Día de la madre
Solo tengo la certeza de lo efímero, de la tarde que se acaba y el olor
dulzón de las lilas que agonizan. A los doce años le dije a Madre: Ya no
soy una niña. No voy a tener infancia nunca más. Y ella primero sonrió y
luego me acarició la cabeza con tristeza. Hoy hemos hablado,
No por la fecha mariana que nos resulta a ambas absolutamente
irrelevante. Hemos hablado como hablamos ayer. Porque nos gusta. Me ha
hecho la broma-“Llamándome el día de la madre, qué cumplida, hija”
Madre e Hija, así nos referimos la una a la otra, algo que, por mi
condición de unigénita, tiene algo de nombre propio. También una certeza
de que solo nos tenemos la una a la otra.
A mi mi madre me engendró sin ganas, me parió con dolor y me amamantó
con asco, poco tiempo. Soy, siempre lo he sabido, lo que tocaba. Sin
embargo la relación está bien, muy bien. Es distinta. Mi madre es una
esfinge que fuma cigarrillos blancos, que camina despacio y no miente.

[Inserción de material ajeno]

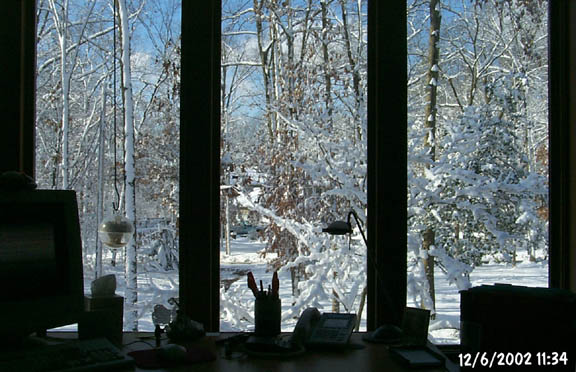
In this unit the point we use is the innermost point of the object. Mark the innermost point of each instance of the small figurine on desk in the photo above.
(183, 329)
(103, 310)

Me dice- Siempre fuiste una niña difícil -Me dice- por eso eres una
adulta tan fácil. Porque aprendiste pronto que todo se acaba y ya vives
encarada al final, sin pataleos.
No es piadosa, no es cruel. A veces es mejor que las cosas terminen
pronto, para que no se ensucien los recuerdos y poder volver con
melancolía. No como esto, claro. Esto está durando demasiado. No
lloramos. Nunca hemos llorado al hablar de esto. Al menos, no juntas.
A mi madre sólo la vi llorar una vez, por accidente. Cuando le
comunicaron la muerte de su padre. Abrí la puerta y la sorprendí
vencida. Después, nada.
Niña de mamá, hija de mi madre que cuando me veía al borde de la lágrima
de me decía -Tienes cinco minutos para llorarlo y diez para
solucionarlo.
Hija de mi madre-¡Hay que ver lo que te pareces a tu madre!- dicen la
vecinas, por la redondez de la cara, la nariz, el dibujo de los labios y
el pelo lacio. -¡Hay que ver lo que te pareces a tu madre!-dice mi
padre, porque teme que el temple me haga piedra.